Величие и печаль мадемуазель Коко - Катрин Шанель
Шрифт:
Интервал:
Закладка:
— Я подарю тебе щенка, — обещала она.
Я видела, что ее еще что-то беспокоит, и она спросила:
— Ты сказала о кризисе… Что, деньги в самом деле могут пропасть?
— Да, и деньги, и акции, и ценные бумаги… Они просто становятся пшиком.
— А что тогда будет иметь цену? Недвижимость?
— И недвижимость может упасть в цене. Но я же не финансист, мама. У тебя наверняка найдется кто-то, кто может дать тебе подробную консультацию. Наверное, драгоценности никогда не упадут в цене.
— Драгоценности… — повторила мать, и я видела, что она задумалась.

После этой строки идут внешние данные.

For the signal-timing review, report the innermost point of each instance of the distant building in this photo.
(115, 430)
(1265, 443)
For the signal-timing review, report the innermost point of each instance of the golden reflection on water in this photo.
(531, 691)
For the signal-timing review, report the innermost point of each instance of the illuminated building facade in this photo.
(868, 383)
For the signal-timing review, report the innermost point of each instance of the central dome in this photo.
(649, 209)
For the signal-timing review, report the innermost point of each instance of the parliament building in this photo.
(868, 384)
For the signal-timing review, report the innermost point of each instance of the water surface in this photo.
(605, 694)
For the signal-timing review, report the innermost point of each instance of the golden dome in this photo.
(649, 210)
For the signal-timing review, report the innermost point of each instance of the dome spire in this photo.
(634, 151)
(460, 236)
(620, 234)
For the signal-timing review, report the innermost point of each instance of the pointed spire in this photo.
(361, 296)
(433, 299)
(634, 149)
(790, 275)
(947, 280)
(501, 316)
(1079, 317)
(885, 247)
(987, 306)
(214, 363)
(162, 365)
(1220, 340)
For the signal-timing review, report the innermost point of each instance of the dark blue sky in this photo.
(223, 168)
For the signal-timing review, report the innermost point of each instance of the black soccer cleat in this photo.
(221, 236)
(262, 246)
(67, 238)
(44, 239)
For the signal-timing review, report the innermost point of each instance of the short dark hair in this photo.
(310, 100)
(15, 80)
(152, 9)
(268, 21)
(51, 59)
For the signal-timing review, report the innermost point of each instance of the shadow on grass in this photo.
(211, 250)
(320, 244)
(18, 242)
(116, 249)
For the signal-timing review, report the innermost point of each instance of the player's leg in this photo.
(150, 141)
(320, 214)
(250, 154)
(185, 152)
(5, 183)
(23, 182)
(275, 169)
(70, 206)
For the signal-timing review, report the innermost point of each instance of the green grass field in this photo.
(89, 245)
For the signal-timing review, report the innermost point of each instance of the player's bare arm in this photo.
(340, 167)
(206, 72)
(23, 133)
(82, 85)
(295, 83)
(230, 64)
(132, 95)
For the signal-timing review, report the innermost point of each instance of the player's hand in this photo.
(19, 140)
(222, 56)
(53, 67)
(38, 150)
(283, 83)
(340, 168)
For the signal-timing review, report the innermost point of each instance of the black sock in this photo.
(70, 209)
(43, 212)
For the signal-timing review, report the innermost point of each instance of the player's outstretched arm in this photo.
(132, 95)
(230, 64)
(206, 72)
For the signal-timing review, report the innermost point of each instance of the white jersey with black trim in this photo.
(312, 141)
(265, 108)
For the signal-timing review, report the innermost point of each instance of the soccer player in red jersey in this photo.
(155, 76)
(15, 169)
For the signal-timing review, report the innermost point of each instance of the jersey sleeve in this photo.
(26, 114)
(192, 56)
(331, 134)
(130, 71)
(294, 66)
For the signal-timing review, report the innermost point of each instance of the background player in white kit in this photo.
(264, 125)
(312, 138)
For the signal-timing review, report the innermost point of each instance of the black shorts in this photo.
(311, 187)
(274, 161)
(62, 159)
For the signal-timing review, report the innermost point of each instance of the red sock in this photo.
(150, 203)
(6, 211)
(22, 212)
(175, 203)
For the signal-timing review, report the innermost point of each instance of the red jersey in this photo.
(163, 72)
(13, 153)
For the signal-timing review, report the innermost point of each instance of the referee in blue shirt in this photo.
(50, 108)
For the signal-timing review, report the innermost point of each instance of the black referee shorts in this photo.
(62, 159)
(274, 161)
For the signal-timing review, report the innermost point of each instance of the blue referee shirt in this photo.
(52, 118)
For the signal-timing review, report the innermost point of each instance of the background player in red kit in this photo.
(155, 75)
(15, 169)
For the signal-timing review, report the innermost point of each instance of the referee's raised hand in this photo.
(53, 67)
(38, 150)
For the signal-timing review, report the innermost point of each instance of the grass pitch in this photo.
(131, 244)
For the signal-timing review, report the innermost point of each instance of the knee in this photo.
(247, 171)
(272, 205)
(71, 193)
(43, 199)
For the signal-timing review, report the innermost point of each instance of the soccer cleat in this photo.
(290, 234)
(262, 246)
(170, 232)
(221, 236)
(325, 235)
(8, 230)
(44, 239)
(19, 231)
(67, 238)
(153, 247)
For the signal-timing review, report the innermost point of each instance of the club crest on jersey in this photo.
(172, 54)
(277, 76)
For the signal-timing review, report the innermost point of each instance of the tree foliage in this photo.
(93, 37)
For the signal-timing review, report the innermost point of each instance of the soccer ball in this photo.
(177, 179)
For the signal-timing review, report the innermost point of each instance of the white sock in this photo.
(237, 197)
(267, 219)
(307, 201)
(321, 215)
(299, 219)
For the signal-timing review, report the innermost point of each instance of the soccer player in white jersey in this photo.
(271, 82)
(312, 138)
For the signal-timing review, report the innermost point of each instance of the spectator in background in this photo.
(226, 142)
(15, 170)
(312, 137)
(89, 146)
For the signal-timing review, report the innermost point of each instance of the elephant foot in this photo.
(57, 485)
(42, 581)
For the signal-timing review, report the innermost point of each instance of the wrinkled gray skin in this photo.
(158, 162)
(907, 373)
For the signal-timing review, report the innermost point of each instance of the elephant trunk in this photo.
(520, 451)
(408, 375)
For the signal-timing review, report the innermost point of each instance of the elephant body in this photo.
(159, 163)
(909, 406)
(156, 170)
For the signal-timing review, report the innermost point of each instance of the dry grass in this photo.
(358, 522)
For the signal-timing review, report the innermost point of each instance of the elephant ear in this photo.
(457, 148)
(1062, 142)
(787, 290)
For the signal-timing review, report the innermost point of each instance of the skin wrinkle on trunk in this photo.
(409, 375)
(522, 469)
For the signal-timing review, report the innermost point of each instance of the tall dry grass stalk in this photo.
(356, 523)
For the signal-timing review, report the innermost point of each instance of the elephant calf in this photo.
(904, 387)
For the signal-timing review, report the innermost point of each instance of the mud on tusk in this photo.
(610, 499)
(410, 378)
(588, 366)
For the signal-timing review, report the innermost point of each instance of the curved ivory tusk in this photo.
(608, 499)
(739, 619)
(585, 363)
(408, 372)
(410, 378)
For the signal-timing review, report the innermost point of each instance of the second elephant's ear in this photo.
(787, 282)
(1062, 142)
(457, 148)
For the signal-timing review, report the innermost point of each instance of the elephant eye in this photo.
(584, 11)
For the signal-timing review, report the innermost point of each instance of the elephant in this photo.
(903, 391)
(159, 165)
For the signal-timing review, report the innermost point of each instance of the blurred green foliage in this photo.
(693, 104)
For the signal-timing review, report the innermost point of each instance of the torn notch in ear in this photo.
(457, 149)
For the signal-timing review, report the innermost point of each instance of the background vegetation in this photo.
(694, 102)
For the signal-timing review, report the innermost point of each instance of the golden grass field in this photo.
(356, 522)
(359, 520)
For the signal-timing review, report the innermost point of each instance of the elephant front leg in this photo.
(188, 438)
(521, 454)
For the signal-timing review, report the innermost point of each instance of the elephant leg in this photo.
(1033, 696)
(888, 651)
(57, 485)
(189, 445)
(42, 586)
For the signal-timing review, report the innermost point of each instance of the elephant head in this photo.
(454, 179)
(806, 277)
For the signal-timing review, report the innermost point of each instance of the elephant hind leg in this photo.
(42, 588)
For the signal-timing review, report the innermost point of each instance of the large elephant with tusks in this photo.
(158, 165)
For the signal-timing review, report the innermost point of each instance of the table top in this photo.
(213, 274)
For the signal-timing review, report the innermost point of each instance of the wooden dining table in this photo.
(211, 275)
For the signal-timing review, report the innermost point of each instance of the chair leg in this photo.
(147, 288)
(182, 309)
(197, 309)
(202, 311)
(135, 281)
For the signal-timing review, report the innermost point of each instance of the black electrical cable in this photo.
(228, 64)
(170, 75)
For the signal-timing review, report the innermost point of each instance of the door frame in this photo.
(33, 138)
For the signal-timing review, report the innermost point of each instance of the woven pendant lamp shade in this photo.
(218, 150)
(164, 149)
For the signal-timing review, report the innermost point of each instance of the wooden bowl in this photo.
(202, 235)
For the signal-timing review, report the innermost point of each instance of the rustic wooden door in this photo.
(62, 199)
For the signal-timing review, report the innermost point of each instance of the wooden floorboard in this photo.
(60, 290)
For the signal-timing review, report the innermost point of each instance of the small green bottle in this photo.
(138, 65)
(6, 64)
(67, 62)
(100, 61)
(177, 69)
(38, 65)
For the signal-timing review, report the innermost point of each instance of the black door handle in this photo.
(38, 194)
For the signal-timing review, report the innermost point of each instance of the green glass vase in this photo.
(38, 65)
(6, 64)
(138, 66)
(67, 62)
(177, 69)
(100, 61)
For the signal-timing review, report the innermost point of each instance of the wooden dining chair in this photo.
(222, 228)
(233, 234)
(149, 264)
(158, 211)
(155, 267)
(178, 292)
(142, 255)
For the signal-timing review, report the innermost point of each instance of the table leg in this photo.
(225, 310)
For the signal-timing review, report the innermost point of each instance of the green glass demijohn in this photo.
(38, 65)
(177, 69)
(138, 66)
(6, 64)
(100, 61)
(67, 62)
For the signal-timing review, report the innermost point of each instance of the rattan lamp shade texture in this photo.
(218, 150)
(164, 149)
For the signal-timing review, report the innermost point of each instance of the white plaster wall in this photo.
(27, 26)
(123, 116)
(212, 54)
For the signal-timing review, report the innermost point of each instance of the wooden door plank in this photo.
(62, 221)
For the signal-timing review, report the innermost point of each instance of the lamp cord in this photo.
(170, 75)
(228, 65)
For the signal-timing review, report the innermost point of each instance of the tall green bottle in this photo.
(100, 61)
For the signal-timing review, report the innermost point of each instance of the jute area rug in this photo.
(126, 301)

Я переехала на виллу «Легкое дыхание», открыв для себя всего лишь три комнаты — гостиную, кабинет, спальню. Перевезла кое-какие свои книги и вещи. Я была заново очарована Гарше, близостью Булонского леса, тишиной и прохладой парка Сен-Клу. Париж с его суетой и показным шиком отошел от меня. Я наслаждалась трудовыми днями и спокойными ночами. Мне хотелось быть строгой, чистой и аскетичной. Я даже убрала со своей постели все подушки и перину, оставив набитый водорослями матрас и жесткий валик. Я испытала приступ паники, когда приехавший Рикардо кроме щенка в корзинке привез мне еще и записку от матери. Она писала, что нанесет мне визит в воскресеньем утром — «посмотреть, как ты устроилась».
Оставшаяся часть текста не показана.